Ritholtz promptly accused Carney of “agnotology”—a word I had never encountered before (and which does not appear in my American Heritage College Dictionary) that means “the study of culturally constructed ignorance“—and challenged him to a debate with $100,000 going to the winner. Carney is currently trying the raise the $100,000 stake, and Felix Salmon has recruited the FT‘s John Gapper and BusinessWeek‘s Michael Mandel as judges.

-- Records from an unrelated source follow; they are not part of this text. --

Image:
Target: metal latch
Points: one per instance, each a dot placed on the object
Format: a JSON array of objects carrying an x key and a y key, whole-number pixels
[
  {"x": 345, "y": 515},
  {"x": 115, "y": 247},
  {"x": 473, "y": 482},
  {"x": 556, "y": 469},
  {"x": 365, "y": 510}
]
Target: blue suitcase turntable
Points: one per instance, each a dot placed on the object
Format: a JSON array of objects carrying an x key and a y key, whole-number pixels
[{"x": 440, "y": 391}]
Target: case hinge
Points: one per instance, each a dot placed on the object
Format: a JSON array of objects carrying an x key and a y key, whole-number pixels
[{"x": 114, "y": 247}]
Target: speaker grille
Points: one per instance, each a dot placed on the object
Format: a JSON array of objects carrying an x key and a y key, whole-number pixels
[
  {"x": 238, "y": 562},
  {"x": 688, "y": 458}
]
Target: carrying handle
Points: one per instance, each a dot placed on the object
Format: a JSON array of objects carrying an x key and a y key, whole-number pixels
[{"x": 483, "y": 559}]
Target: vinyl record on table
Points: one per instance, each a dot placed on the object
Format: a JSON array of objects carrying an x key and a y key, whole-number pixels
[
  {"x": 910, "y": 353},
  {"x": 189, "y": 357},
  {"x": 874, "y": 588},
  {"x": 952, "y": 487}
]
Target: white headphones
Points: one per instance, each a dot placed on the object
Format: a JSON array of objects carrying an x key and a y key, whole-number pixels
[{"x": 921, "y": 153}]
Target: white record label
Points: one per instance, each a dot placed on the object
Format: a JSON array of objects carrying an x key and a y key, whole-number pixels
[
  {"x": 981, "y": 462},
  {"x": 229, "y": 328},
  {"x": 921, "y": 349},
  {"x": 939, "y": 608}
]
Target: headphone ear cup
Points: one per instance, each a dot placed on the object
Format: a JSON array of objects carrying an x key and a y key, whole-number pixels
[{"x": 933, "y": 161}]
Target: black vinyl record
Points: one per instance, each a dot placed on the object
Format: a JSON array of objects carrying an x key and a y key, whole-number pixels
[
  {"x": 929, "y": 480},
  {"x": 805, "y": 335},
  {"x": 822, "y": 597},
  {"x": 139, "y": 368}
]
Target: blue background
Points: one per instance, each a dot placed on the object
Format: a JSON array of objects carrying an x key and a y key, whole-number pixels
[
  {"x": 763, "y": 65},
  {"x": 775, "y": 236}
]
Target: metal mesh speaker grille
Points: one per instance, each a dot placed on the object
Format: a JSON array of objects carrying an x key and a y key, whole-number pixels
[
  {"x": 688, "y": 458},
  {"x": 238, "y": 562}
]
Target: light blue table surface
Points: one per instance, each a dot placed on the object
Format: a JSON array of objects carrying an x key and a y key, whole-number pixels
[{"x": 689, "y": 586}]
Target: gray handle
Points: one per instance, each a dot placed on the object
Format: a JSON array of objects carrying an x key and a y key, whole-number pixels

I think the most difficult judging exercise will be in determining just how culpable the CRA has to be for Carney to win the debate. It’s pretty clear it’s not the sole cause or even the main cause. To paraphrase that great CRA expert Phil Gramm (from my account of a Gramm appearance at the American Enterprise Institute back in January):

The decades-long push from Washington to increase home ownership metastasized into a de facto government mandate to make bad loans. Gramm told this story really well. He mentioned the Community Reinvestment Act as an element of this push, but immediately dismissed the argument—made by lots of Republicans during the election campaign—that it was decisive. “Don’t get subprime lending confused with lending to poor people,” he said at one point. “There’s not any evidence to substantiate that subprime lending was worse among poor people than not among poor people.” … The biggest issue, he seemed to be saying, was that by the early 2000s regulators and Congress and the White House had all basically embraced the idea—whether they meant to or not—that there was no such thing as a bad mortgage loan. And he didn’t exempt himself from culpability for that.

Gramm has been less nuanced about this in print, claiming that:

Community Reinvestment Act (CRA) requirements led regulators to foster looser underwriting and encouraged the making of more and more marginal loans. Looser underwriting standards spread beyond subprime to the whole housing market.

That’s still more a story of the CRA as unwitting spark than CRA as proximate cause, though. And it’s the argument of Phil Gramm, a key architect of some other legislative moves that may also be to blame for the crisis. So I’m leaning toward Barry’s side in this. But he has defined the debate question as, “Is the CRA significantly to blame for the credit crisis?” I dunno. Define significant.

Update: In an e-mail, Barry Ritholtz defines significant:

Important /  meaningful / major — not minor /unimportant /

or

Would the event X  have occured but for Y taking place?

or

Make a list of  the 50 factors involved in any incident — does X come in your top 10%?   How about Top 20%?
The really nice thing about the list is that you  can see what is omitted and placed way below these items.

Also, I like this “thought experiment” by Barry on what the world would look like if CRA were in fact behind the crisis.